Google is polluting the internet - yarapavan
http://www.guardian.co.uk/commentisfree/2010/oct/30/google-polluting-internet

======
cheald
Ugh, sensationalist crap. Yes, advertising on search engines is potentially
corrupting. It is not necessarily a foregone conclusion, and I think that
Google has avoided "being evil" in regards to ads in their search results, for
the most part.

The really disingenuous part of this article is that Google does not own a
monopoly on information, or information indexing. Nobody is "allowing" them to
control information indexing; it's just good enough that there hasn't been a
compelling need for an alternative. In fact, the author draws a parallel
between public libraries and search engines - yeah, the government controlling
our information indexes on the taxpayers' dime without any incentive to
actually provide good results or to improve upon the system is _obviously_ a
better solution.

The author, or anyone here, or some kid in his parents' basement is more than
free to create their own completely open, free, self-funded information
indexer (see: DuckDuckGo!). The problem, of course, is that Google provides
much better, more complete, more comprehensive, more useful results for the
vast majority of information indexing, because of the ridiculous amount of
money and talent they've invested into solving these problems. As nice as the
idea is, the world doesn't run on nice thoughts and good intentions - at the
end of the day, that brilliant engineer that figured out how to return your
search results 0.03 sec faster has to feed his family.

Advertising in a search engine isn't inherently evil; it's _dangerous_ ,
because advertisers will want to buy the first search results, and will often
pay well for that privilege. The temptation of that offer is strong, but
honestly? Google's big enough at this point that they've proved that they can
be enormously profitable without having to sacrifice result quality. If
anything, Google has made advertising more useful to me as a consumer, rather
than allowing advertising to degrade my end-user experience. Google is
successful because they've delivered consistently useful results, and then
attached advertising to it, not because they've delivered advertised results
and then the actually useful stuff 2/3's of a page later.

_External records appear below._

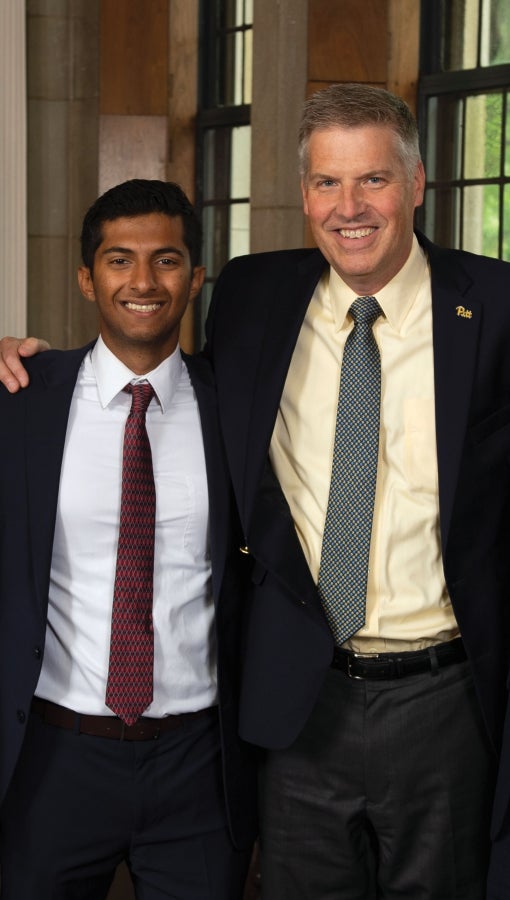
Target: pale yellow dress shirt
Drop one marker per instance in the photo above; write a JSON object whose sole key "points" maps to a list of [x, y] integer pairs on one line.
{"points": [[407, 602]]}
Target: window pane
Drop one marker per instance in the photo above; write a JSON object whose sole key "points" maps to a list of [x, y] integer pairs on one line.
{"points": [[216, 164], [506, 139], [506, 223], [444, 138], [442, 216], [495, 33], [241, 157], [482, 151], [248, 65], [480, 232], [239, 229], [215, 222], [460, 34]]}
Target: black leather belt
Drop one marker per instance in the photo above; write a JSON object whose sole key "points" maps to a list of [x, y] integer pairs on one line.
{"points": [[398, 665], [145, 729]]}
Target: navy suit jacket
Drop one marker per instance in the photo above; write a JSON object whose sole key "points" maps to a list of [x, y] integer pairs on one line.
{"points": [[34, 424], [255, 317]]}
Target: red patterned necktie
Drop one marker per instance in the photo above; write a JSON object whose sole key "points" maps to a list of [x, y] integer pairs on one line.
{"points": [[129, 686]]}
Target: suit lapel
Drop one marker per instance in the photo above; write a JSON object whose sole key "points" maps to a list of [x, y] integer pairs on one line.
{"points": [[217, 477], [289, 304], [457, 318], [48, 401]]}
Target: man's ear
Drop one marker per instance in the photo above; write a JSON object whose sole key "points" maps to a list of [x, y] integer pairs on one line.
{"points": [[86, 284]]}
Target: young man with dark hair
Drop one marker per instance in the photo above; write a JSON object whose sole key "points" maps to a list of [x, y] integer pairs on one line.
{"points": [[120, 595]]}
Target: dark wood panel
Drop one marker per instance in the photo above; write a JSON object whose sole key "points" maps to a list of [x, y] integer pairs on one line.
{"points": [[348, 41], [134, 57]]}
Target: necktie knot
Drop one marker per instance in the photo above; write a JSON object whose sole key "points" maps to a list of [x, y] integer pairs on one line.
{"points": [[142, 395], [365, 310]]}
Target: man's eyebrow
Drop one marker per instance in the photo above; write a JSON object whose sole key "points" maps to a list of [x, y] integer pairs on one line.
{"points": [[128, 251]]}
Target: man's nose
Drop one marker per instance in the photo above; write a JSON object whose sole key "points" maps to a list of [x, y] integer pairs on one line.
{"points": [[142, 277]]}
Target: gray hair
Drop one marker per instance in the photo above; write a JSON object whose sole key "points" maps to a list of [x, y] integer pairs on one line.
{"points": [[356, 105]]}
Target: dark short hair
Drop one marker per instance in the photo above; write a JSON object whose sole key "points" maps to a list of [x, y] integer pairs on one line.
{"points": [[353, 105], [139, 197]]}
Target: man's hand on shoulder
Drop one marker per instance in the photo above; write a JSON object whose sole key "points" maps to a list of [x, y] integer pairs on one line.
{"points": [[13, 374]]}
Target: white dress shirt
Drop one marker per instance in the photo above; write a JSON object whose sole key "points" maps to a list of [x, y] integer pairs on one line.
{"points": [[408, 606], [75, 665]]}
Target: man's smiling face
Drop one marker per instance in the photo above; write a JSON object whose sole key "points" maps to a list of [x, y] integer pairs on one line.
{"points": [[360, 199], [142, 282]]}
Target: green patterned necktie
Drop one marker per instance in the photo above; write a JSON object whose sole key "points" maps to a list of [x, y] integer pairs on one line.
{"points": [[343, 569]]}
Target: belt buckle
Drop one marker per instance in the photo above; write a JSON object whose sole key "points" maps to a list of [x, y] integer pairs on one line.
{"points": [[351, 656]]}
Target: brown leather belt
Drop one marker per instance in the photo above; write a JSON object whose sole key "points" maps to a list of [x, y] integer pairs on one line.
{"points": [[380, 666], [145, 729]]}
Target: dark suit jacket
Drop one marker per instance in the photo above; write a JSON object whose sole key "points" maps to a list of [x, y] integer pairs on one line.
{"points": [[34, 426], [254, 321]]}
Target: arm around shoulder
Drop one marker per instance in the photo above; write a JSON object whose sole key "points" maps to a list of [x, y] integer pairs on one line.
{"points": [[13, 374]]}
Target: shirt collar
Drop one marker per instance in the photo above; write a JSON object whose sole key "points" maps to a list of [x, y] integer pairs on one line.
{"points": [[112, 375], [395, 299]]}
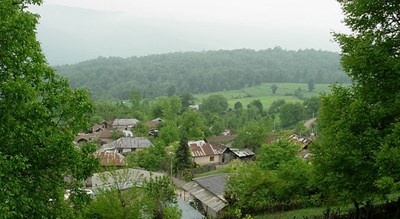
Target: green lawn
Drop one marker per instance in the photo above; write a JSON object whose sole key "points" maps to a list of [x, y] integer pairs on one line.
{"points": [[263, 92]]}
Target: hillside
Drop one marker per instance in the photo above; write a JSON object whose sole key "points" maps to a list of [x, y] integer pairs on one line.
{"points": [[198, 72]]}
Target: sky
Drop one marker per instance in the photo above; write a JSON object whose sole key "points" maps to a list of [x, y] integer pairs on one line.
{"points": [[72, 31]]}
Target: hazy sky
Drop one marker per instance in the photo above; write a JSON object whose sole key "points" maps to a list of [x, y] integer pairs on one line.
{"points": [[76, 30]]}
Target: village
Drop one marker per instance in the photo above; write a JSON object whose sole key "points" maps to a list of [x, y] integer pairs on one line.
{"points": [[200, 197]]}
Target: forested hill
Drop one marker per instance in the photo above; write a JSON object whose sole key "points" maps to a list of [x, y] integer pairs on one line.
{"points": [[194, 72]]}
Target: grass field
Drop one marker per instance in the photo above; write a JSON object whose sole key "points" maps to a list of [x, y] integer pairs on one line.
{"points": [[263, 92]]}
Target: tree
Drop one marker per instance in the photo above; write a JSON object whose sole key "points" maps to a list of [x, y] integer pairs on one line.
{"points": [[311, 107], [171, 90], [275, 107], [135, 99], [311, 85], [40, 117], [192, 125], [214, 104], [274, 88], [291, 113], [182, 157], [153, 198], [169, 133], [238, 106], [257, 103], [251, 136], [162, 198], [363, 118], [187, 99]]}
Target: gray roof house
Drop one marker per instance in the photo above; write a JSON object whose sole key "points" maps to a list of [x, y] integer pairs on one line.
{"points": [[208, 193], [124, 123], [121, 179], [127, 144]]}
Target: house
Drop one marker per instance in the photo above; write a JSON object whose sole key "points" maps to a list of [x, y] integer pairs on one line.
{"points": [[234, 153], [207, 194], [204, 153], [124, 123], [221, 139], [303, 143], [127, 144], [110, 158], [153, 124]]}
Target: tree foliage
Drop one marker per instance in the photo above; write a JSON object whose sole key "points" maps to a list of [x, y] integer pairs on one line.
{"points": [[214, 104], [291, 113], [40, 117], [358, 124], [182, 156], [153, 198], [277, 180], [195, 72]]}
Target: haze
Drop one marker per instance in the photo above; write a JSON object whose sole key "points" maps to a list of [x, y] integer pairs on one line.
{"points": [[76, 30]]}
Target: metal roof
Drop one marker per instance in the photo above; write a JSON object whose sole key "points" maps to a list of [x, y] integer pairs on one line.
{"points": [[212, 201], [242, 153], [202, 148], [188, 212], [128, 142], [125, 122]]}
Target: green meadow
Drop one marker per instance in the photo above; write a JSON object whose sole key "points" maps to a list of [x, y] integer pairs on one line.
{"points": [[263, 92]]}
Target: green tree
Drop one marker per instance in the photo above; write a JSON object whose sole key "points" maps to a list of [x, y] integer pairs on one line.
{"points": [[40, 117], [162, 198], [277, 178], [311, 107], [152, 158], [274, 88], [357, 124], [291, 113], [154, 198], [135, 99], [257, 103], [311, 85], [192, 125], [273, 155], [141, 129], [169, 133], [275, 107], [187, 99], [251, 136], [238, 106], [214, 104], [171, 90], [182, 157], [167, 108]]}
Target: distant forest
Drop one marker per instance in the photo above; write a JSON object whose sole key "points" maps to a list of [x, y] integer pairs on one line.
{"points": [[198, 72]]}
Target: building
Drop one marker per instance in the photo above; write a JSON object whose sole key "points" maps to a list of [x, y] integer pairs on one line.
{"points": [[204, 153], [207, 194], [127, 144], [124, 123], [234, 153]]}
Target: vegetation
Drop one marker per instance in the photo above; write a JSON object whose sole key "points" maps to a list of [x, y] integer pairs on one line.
{"points": [[40, 117], [358, 124], [201, 72], [153, 198]]}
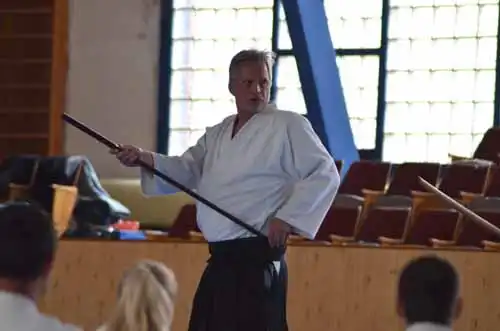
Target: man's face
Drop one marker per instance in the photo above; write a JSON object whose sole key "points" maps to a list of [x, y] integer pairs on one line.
{"points": [[251, 86]]}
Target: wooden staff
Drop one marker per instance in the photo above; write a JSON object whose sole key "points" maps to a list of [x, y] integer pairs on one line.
{"points": [[452, 203], [112, 145]]}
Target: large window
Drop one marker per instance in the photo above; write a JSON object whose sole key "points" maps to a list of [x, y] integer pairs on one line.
{"points": [[205, 35], [440, 78], [355, 27]]}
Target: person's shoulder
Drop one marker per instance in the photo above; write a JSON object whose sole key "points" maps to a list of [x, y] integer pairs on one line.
{"points": [[220, 126], [53, 324]]}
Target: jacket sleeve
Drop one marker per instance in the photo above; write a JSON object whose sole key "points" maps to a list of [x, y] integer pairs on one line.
{"points": [[316, 177]]}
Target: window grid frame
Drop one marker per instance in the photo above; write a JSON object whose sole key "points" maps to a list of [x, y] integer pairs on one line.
{"points": [[166, 42]]}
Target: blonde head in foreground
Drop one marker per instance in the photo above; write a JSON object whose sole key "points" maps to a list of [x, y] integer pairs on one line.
{"points": [[145, 299]]}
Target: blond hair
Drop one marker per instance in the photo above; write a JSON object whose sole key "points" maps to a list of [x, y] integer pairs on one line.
{"points": [[252, 55], [146, 297]]}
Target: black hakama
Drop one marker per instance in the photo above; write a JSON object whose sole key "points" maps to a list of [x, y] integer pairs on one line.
{"points": [[240, 289]]}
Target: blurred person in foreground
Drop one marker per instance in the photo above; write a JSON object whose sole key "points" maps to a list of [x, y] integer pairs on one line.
{"points": [[27, 249], [268, 168], [428, 295], [146, 297]]}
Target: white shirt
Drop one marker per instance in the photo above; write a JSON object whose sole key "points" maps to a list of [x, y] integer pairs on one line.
{"points": [[21, 314], [427, 326], [275, 166]]}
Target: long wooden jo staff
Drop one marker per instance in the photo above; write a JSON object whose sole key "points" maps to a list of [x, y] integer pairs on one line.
{"points": [[459, 207], [112, 145]]}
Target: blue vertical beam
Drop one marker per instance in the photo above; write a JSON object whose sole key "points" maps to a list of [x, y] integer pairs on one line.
{"points": [[496, 112], [274, 42], [319, 76], [382, 80], [164, 68]]}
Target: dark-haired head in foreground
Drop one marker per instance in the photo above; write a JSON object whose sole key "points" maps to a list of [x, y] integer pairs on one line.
{"points": [[27, 248], [428, 292]]}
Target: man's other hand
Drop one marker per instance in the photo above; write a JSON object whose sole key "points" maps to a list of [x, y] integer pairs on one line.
{"points": [[278, 232]]}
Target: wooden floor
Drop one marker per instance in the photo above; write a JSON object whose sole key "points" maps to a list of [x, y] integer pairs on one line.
{"points": [[330, 288]]}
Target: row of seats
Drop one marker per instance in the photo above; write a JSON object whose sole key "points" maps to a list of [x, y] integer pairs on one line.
{"points": [[383, 203], [380, 203]]}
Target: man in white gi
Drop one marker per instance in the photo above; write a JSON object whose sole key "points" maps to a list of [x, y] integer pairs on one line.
{"points": [[428, 294], [27, 249], [268, 168]]}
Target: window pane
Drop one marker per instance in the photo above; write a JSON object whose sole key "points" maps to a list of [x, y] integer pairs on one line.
{"points": [[206, 34], [352, 24], [440, 77]]}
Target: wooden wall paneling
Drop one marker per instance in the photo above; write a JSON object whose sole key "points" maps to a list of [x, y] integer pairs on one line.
{"points": [[25, 82], [59, 75], [330, 288]]}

I eagerly await the author's new, open, free-to-use, ad-free, as-good-and-
fast-as-Google search engine. I'll use it if he'll deliver it, but he'll be
too busy Googling quotes for his next article to make that happen.

------
socratees
A different perspective - but definitely worth being analyzed. What do you
think?

------
drivebyacct2
Nooo. That's why Google became successful. They focused on providing relevant
results. If they were a commercialized search engine then they'd be no better
than the yellow pages.

Their ads supplement their amazing results.